This project was part of our examination for the Data Mining course @ UNIMIB (Università degli Studi di Milano Bicocca). We tried to extract information from news articles from the BBC archive regarding business. The final aim was to compare the performance of a Latent Dirichlet Allocation topic modeling algorithm agains a baseline created ad hoc by the authors.
Among the things we learned: document clustering, topic modeling, semantic coherence, stemming algorithms, web scraping.
To run the R script you need R >= 3.4.0 and Python 2.7+. We also make use of the following R packages:
- tm
- snowballC
- wordcloud
- syuzhet
- ggplot2
- topicmodels
- tidytext
- dplyr
- cluster
- fpc
- proxy
- here
- reticulate
and of the following Python packages:
- wordcloud
- Pillow
- numpy
- watson_developer_cloud
You may need to install them if you don't have them already. Unfortunately, the R language does not come with a reliable dependency manager.
We make use of the R package "reticulate" to communicate between the two languges. You will find chunks of Python code in R scripts and seemingly nonsense Python standalone files :) .
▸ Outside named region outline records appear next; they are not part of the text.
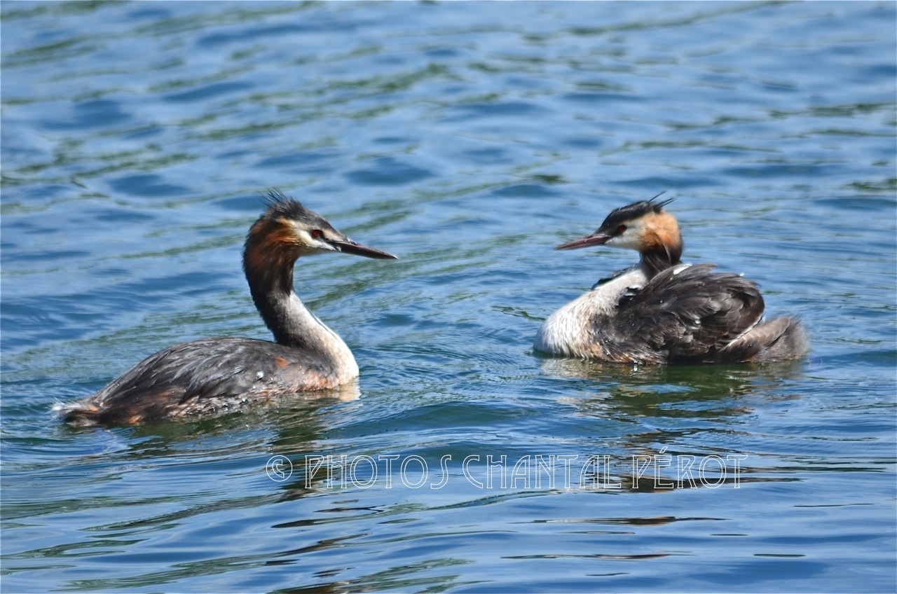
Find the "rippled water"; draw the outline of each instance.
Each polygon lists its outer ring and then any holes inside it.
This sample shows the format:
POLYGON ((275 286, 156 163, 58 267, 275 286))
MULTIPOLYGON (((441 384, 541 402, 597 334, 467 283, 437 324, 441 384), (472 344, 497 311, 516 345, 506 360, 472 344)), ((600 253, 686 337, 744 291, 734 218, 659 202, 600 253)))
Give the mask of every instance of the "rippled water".
POLYGON ((3 590, 893 591, 895 22, 4 2, 3 590), (297 267, 356 393, 61 426, 169 345, 267 337, 239 258, 272 187, 401 258, 297 267), (664 190, 808 360, 533 353, 635 258, 553 247, 664 190))

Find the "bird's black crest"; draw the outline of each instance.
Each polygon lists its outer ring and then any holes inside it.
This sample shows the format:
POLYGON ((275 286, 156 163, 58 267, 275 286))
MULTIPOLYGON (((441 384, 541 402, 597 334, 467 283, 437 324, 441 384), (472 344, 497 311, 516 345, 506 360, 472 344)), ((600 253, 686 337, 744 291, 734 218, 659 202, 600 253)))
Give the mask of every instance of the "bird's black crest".
POLYGON ((265 204, 267 205, 268 209, 265 212, 264 216, 269 219, 301 219, 307 218, 309 214, 316 215, 315 213, 303 206, 299 200, 291 198, 276 188, 268 190, 265 195, 265 204))
POLYGON ((663 212, 664 206, 674 200, 674 198, 667 198, 666 200, 655 202, 655 200, 663 195, 664 192, 661 192, 650 200, 633 202, 631 205, 621 206, 620 208, 611 211, 611 214, 607 215, 605 222, 601 223, 600 229, 605 229, 606 227, 617 227, 623 223, 638 219, 648 214, 649 213, 654 213, 657 214, 663 212))

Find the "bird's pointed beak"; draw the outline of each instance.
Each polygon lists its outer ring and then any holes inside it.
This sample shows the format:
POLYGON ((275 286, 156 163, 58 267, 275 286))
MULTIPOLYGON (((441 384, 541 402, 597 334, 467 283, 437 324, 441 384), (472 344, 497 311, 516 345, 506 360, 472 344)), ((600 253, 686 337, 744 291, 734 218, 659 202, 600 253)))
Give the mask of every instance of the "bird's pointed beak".
POLYGON ((363 256, 364 258, 372 258, 378 260, 397 260, 398 258, 393 256, 388 252, 377 249, 376 248, 369 248, 368 246, 362 246, 361 243, 355 243, 352 240, 346 240, 345 241, 340 240, 331 240, 330 244, 335 248, 339 249, 344 254, 353 254, 353 256, 363 256))
POLYGON ((580 237, 567 243, 562 243, 555 249, 579 249, 579 248, 588 248, 589 246, 600 246, 607 243, 607 240, 610 239, 610 235, 596 231, 591 235, 580 237))

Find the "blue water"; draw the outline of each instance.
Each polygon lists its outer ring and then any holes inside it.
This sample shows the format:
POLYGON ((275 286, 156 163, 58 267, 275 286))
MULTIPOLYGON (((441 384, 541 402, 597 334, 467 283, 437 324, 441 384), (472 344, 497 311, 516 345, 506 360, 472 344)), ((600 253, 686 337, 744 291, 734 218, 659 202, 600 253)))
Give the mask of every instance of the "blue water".
POLYGON ((897 589, 893 3, 0 11, 3 591, 897 589), (357 386, 60 425, 171 344, 268 337, 239 258, 274 187, 401 258, 297 266, 357 386), (533 353, 635 258, 553 247, 664 190, 807 360, 533 353))

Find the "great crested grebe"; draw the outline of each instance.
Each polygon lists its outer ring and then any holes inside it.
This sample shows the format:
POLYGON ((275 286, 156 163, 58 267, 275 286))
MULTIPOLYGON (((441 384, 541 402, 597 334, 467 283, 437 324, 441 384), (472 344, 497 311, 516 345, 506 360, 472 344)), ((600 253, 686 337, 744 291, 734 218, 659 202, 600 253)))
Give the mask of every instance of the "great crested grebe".
POLYGON ((267 210, 246 238, 243 271, 275 342, 203 338, 170 346, 92 396, 54 406, 64 420, 76 425, 137 424, 335 388, 358 377, 349 347, 293 292, 293 265, 302 256, 327 252, 396 257, 355 243, 279 191, 267 198, 267 210))
POLYGON ((803 357, 806 335, 791 318, 761 322, 763 298, 716 265, 682 263, 682 235, 664 210, 642 200, 613 211, 591 235, 559 245, 635 249, 640 262, 551 315, 534 346, 566 357, 637 364, 762 363, 803 357))

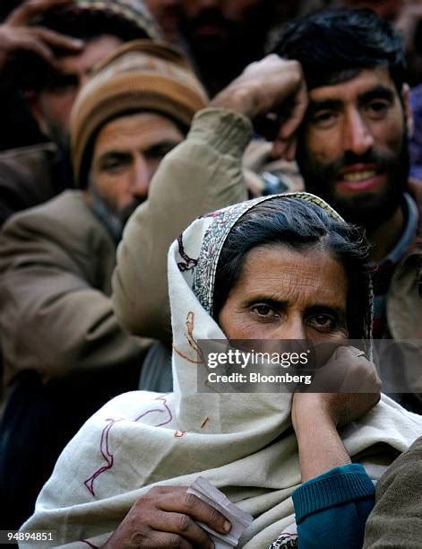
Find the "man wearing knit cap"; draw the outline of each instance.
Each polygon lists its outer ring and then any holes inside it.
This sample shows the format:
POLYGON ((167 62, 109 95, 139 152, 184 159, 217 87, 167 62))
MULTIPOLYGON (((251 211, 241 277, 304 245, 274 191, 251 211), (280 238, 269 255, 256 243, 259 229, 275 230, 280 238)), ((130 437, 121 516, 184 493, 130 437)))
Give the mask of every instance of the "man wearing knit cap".
POLYGON ((0 73, 12 85, 1 92, 0 147, 19 147, 0 154, 0 224, 73 187, 69 118, 77 90, 119 45, 144 38, 159 33, 142 0, 26 0, 0 25, 0 73))
MULTIPOLYGON (((14 513, 8 528, 30 514, 59 451, 82 422, 108 398, 138 387, 147 343, 125 333, 111 308, 116 245, 162 156, 183 140, 205 101, 177 50, 150 40, 122 46, 73 106, 72 156, 81 190, 4 225, 0 329, 12 395, 0 481, 14 513)), ((160 229, 145 225, 147 233, 160 229)), ((159 375, 148 388, 171 388, 168 373, 159 375)))

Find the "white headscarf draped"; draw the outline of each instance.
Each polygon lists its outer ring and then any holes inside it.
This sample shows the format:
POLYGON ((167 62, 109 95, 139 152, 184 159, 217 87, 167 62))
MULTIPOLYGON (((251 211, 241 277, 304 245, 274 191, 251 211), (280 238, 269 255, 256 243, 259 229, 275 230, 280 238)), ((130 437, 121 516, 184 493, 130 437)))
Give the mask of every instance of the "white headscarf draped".
MULTIPOLYGON (((341 220, 312 195, 291 196, 341 220)), ((300 470, 291 396, 201 394, 196 387, 196 369, 202 367, 197 341, 225 337, 210 314, 220 252, 241 215, 271 198, 202 217, 172 244, 174 393, 126 393, 95 414, 60 456, 23 531, 54 529, 56 545, 100 546, 152 485, 188 485, 199 473, 254 517, 241 546, 267 547, 294 525, 290 495, 300 470)), ((385 442, 403 451, 421 430, 422 417, 383 397, 342 436, 354 460, 377 479, 393 456, 375 445, 385 442)))

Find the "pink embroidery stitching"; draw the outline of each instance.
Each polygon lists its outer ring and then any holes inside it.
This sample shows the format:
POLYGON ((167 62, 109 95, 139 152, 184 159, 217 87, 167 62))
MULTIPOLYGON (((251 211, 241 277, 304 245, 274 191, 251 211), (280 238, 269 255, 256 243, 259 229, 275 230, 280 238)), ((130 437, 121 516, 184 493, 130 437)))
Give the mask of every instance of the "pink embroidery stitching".
MULTIPOLYGON (((144 417, 148 414, 151 414, 152 412, 166 412, 168 414, 168 417, 166 418, 166 420, 164 422, 161 422, 160 423, 158 423, 157 425, 154 425, 154 427, 161 427, 162 425, 166 425, 167 423, 169 423, 171 420, 173 419, 173 415, 171 414, 170 408, 168 407, 167 404, 167 400, 165 398, 166 396, 167 395, 162 395, 161 396, 158 396, 155 399, 155 400, 162 401, 164 410, 162 408, 152 408, 151 410, 147 410, 143 414, 141 414, 141 415, 139 415, 133 421, 138 422, 141 418, 144 417)), ((102 475, 102 473, 104 473, 105 471, 108 471, 113 466, 114 456, 112 453, 110 453, 109 449, 108 449, 108 435, 110 433, 110 429, 113 427, 113 425, 116 423, 117 422, 121 422, 121 421, 123 421, 122 418, 119 418, 119 419, 108 418, 106 420, 106 422, 110 422, 110 423, 108 425, 106 425, 106 427, 104 427, 104 429, 102 430, 101 440, 99 442, 99 451, 101 452, 101 456, 106 461, 106 465, 103 466, 102 467, 99 467, 99 469, 97 469, 97 471, 95 471, 95 473, 93 473, 93 475, 91 475, 90 478, 88 478, 86 481, 83 482, 88 491, 90 492, 90 494, 93 497, 95 497, 94 482, 97 480, 97 478, 100 475, 102 475)))

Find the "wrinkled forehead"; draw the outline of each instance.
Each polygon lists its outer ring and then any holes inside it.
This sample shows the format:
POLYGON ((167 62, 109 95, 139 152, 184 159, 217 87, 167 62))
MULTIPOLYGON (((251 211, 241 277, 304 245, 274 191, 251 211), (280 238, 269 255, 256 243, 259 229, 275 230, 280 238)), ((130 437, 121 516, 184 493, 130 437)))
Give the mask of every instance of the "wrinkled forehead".
MULTIPOLYGON (((344 221, 326 202, 310 193, 288 193, 285 195, 261 196, 203 216, 202 220, 207 224, 207 228, 202 232, 201 250, 194 269, 192 289, 202 306, 210 314, 212 314, 217 265, 230 231, 246 212, 263 202, 273 200, 274 198, 285 198, 286 200, 289 198, 301 198, 322 207, 334 219, 341 222, 344 221)), ((194 238, 194 231, 195 230, 191 226, 182 235, 182 239, 189 238, 190 234, 191 237, 194 238), (191 228, 192 231, 190 231, 191 228)), ((196 232, 196 234, 199 233, 196 232)))
MULTIPOLYGON (((326 72, 308 69, 305 76, 307 90, 311 92, 316 88, 328 88, 338 84, 347 84, 359 78, 362 74, 372 75, 374 79, 383 80, 386 85, 397 89, 392 74, 390 74, 387 61, 385 61, 385 63, 378 63, 372 66, 365 65, 338 68, 327 70, 326 72)), ((398 91, 400 92, 400 90, 398 91)))

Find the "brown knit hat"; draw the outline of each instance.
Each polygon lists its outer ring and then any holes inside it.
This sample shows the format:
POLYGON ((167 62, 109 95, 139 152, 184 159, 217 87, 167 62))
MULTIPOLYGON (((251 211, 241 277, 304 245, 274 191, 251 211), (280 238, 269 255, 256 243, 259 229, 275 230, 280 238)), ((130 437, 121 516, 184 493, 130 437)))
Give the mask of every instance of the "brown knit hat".
POLYGON ((104 34, 122 40, 159 39, 160 31, 143 0, 73 0, 52 7, 34 18, 31 24, 66 33, 78 27, 96 25, 104 34))
POLYGON ((207 96, 187 59, 151 40, 121 46, 101 62, 82 88, 72 110, 72 159, 76 185, 87 185, 95 136, 113 118, 152 110, 187 132, 207 96))

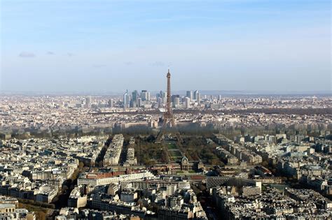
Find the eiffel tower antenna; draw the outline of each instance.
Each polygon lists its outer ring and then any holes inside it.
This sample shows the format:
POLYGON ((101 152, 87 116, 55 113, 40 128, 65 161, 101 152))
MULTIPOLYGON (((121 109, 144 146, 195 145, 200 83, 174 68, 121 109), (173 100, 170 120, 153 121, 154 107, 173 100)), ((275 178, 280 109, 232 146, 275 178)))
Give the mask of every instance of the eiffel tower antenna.
POLYGON ((174 119, 173 117, 173 112, 171 105, 171 73, 170 73, 170 68, 168 68, 167 74, 166 75, 167 78, 167 93, 166 96, 166 110, 164 114, 164 121, 162 122, 162 127, 159 132, 157 137, 156 142, 161 142, 164 139, 165 135, 174 135, 179 142, 182 142, 183 140, 179 132, 174 131, 175 126, 174 119))

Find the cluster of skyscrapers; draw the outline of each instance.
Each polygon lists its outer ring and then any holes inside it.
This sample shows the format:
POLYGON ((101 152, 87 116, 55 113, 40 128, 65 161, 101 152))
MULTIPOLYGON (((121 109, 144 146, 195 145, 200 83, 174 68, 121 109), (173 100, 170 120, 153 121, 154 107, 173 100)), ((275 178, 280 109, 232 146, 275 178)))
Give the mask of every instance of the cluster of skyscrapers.
MULTIPOLYGON (((160 91, 156 94, 155 101, 158 106, 164 106, 167 101, 166 91, 160 91)), ((171 96, 172 105, 173 108, 189 108, 192 103, 200 102, 200 94, 198 90, 187 91, 186 96, 184 97, 179 94, 174 94, 171 96)), ((134 90, 131 94, 126 90, 123 94, 123 105, 125 108, 128 107, 141 107, 144 104, 147 104, 151 101, 151 93, 146 90, 141 90, 139 94, 137 90, 134 90)))

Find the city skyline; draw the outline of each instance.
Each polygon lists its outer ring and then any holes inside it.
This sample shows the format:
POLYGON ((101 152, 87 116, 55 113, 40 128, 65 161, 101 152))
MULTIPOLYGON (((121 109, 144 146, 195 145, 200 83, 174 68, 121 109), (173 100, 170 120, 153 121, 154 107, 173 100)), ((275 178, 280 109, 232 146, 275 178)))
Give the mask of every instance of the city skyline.
POLYGON ((173 91, 331 93, 328 1, 5 0, 1 10, 0 91, 165 90, 170 66, 173 91))

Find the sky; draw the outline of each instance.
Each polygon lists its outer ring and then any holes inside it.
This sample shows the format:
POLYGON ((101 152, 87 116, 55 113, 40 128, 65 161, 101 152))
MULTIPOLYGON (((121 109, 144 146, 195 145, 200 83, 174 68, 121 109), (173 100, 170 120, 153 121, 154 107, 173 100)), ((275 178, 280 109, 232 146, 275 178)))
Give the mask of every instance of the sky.
POLYGON ((328 0, 0 1, 0 91, 331 90, 328 0))

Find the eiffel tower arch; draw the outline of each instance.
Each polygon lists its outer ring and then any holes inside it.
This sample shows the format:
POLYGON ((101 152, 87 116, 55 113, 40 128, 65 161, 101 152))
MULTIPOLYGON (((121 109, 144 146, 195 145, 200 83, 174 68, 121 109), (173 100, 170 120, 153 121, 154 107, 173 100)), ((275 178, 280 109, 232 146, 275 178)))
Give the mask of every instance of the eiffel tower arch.
POLYGON ((181 137, 180 133, 175 129, 175 122, 173 116, 173 111, 171 105, 171 73, 168 69, 167 75, 167 93, 166 96, 166 110, 164 114, 164 121, 162 126, 159 132, 155 142, 161 142, 165 137, 175 137, 179 142, 184 140, 181 137))

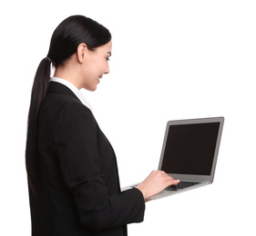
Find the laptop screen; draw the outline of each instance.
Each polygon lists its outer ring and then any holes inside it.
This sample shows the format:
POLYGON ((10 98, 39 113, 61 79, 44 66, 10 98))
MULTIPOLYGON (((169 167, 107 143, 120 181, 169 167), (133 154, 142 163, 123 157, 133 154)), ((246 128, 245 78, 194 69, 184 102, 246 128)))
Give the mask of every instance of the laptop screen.
POLYGON ((219 122, 169 125, 161 170, 210 175, 219 128, 219 122))

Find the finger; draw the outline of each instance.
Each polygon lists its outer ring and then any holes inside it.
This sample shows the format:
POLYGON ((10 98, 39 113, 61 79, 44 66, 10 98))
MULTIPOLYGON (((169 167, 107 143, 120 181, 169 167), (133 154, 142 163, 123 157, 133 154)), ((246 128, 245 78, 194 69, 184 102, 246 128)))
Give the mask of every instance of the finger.
POLYGON ((179 180, 170 180, 169 185, 177 185, 180 181, 179 180))

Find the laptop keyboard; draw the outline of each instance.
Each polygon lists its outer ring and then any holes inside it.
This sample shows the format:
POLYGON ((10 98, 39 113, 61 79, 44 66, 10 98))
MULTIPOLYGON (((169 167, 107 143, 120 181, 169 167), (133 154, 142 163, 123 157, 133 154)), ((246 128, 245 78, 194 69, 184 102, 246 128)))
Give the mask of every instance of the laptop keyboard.
POLYGON ((200 182, 179 182, 177 185, 170 185, 168 186, 165 190, 168 191, 177 191, 177 190, 181 190, 184 188, 190 187, 192 185, 200 183, 200 182))

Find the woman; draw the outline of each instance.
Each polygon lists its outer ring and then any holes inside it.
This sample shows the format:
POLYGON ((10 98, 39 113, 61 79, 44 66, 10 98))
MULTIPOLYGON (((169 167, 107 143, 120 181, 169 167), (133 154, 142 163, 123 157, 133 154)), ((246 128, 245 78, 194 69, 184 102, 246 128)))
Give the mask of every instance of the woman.
POLYGON ((127 224, 143 221, 145 200, 178 183, 154 171, 120 192, 114 151, 79 92, 109 73, 111 46, 103 25, 70 16, 37 68, 26 152, 33 236, 127 235, 127 224))

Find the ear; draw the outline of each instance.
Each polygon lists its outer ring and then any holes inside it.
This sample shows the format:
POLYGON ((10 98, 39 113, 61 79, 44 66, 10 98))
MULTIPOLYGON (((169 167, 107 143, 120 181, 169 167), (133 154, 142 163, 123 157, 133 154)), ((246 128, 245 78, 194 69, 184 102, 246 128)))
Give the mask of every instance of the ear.
POLYGON ((86 54, 87 53, 87 46, 86 44, 82 43, 77 46, 77 59, 80 64, 84 63, 86 60, 86 54))

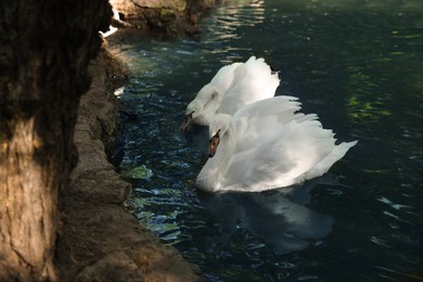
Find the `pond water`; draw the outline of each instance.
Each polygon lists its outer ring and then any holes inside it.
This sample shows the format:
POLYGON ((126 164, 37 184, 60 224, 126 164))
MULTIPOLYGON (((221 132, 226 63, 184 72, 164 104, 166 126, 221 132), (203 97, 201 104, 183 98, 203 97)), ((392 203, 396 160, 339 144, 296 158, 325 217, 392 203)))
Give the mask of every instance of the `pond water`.
POLYGON ((423 2, 229 1, 198 38, 128 37, 126 205, 209 281, 423 279, 423 2), (341 141, 322 178, 290 191, 198 193, 207 129, 179 131, 225 64, 262 56, 341 141))

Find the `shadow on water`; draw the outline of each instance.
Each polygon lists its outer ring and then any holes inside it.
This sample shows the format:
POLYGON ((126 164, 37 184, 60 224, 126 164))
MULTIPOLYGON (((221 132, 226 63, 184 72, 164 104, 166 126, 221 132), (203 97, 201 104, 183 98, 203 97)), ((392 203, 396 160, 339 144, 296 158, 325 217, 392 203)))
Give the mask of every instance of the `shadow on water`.
POLYGON ((423 2, 228 1, 200 38, 127 38, 118 169, 128 209, 210 281, 423 280, 423 2), (262 193, 203 194, 207 128, 179 130, 225 64, 264 56, 357 146, 329 179, 262 193))
POLYGON ((261 193, 198 192, 201 204, 218 218, 218 227, 210 233, 218 232, 207 239, 207 252, 220 251, 239 229, 264 240, 275 255, 304 249, 311 240, 324 238, 332 230, 333 217, 306 206, 311 189, 321 183, 338 184, 328 174, 302 185, 261 193))

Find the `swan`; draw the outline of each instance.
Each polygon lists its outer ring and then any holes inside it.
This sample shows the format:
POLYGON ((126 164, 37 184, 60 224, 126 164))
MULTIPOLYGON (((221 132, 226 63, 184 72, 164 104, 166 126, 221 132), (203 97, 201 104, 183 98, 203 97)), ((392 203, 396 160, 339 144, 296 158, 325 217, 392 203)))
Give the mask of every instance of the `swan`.
POLYGON ((233 115, 245 104, 273 97, 279 84, 278 73, 262 57, 226 65, 188 104, 181 130, 191 121, 208 126, 217 113, 233 115))
POLYGON ((217 114, 209 158, 196 178, 206 192, 259 192, 298 184, 326 172, 357 141, 335 144, 316 114, 299 113, 294 97, 273 97, 217 114))

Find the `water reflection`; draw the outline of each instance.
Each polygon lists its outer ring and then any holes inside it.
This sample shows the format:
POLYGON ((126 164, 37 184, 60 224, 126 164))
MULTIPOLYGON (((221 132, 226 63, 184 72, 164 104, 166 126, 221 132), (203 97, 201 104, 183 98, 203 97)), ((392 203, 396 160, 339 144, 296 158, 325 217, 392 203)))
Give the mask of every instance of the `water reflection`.
POLYGON ((338 181, 328 174, 302 185, 262 193, 198 192, 201 203, 218 218, 218 226, 210 230, 207 251, 219 252, 239 229, 264 240, 275 255, 304 249, 313 240, 323 239, 332 230, 332 216, 306 206, 311 189, 318 184, 338 185, 338 181))

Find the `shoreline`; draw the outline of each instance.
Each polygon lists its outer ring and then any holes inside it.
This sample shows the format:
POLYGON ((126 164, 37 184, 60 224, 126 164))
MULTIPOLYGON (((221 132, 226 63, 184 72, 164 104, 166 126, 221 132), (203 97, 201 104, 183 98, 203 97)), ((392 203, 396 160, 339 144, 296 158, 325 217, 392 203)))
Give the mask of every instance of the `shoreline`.
POLYGON ((123 206, 131 187, 108 162, 105 143, 112 144, 117 125, 113 92, 128 69, 102 48, 89 73, 92 82, 81 98, 74 136, 79 159, 61 193, 60 275, 66 281, 203 281, 195 266, 123 206))

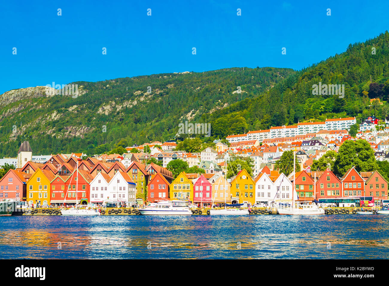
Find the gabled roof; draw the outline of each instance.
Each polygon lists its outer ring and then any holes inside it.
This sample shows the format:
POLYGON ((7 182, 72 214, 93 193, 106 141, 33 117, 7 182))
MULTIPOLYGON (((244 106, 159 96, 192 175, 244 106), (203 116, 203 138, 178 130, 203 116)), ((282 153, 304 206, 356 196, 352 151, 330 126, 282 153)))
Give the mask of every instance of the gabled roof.
POLYGON ((361 178, 361 179, 363 181, 364 181, 364 179, 363 178, 362 176, 361 176, 361 175, 359 174, 359 173, 357 172, 357 170, 355 169, 355 168, 354 167, 352 167, 352 168, 350 168, 349 169, 349 170, 347 170, 347 172, 346 172, 345 174, 343 175, 343 176, 340 179, 340 181, 343 182, 344 180, 345 180, 353 170, 355 171, 356 173, 358 174, 358 175, 359 176, 359 177, 361 178))

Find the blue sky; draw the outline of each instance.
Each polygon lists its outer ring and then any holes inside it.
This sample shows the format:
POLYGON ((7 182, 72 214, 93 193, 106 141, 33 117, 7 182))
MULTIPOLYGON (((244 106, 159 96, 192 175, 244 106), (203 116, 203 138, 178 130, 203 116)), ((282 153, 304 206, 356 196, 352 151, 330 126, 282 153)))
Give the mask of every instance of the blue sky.
POLYGON ((299 70, 389 27, 389 1, 2 2, 0 94, 233 67, 299 70))

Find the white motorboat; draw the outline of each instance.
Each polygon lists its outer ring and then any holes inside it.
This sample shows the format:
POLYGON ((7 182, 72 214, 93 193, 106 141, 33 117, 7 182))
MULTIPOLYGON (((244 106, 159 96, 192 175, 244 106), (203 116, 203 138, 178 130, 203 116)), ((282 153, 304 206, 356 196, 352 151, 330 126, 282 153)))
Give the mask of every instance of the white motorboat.
POLYGON ((357 214, 373 214, 373 212, 357 212, 357 214))
POLYGON ((163 201, 151 205, 143 209, 138 209, 138 211, 141 214, 151 215, 178 216, 192 214, 187 201, 163 201))
POLYGON ((248 209, 239 209, 237 208, 226 208, 224 209, 210 209, 209 210, 210 214, 224 214, 224 215, 244 215, 249 214, 248 209))
POLYGON ((389 214, 389 209, 382 209, 377 211, 377 214, 389 214))
POLYGON ((61 209, 61 213, 63 216, 100 216, 100 215, 98 210, 91 208, 61 209))
POLYGON ((296 204, 295 207, 292 206, 279 205, 277 212, 280 214, 324 214, 324 209, 319 207, 316 204, 301 205, 296 204))

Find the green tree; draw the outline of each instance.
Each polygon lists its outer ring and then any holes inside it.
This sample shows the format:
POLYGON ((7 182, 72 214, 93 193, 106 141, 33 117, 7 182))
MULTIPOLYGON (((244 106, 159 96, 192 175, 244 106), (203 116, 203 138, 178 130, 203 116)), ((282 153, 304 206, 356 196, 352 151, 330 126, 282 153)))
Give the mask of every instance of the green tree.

Since there are a couple of computationally intensive tasks for what concerns the pre-processing of the text, we have bundled the pre-processed documents in an RData file. This includes removal of stopwords, stemming, and stem completion. To load it, run:
load('rdata_files/docs.RData')
We've tried to ensure replicability of the project but despite setting seeds, various R modeling functions seem to run randomly. We will correct the code if we work it out.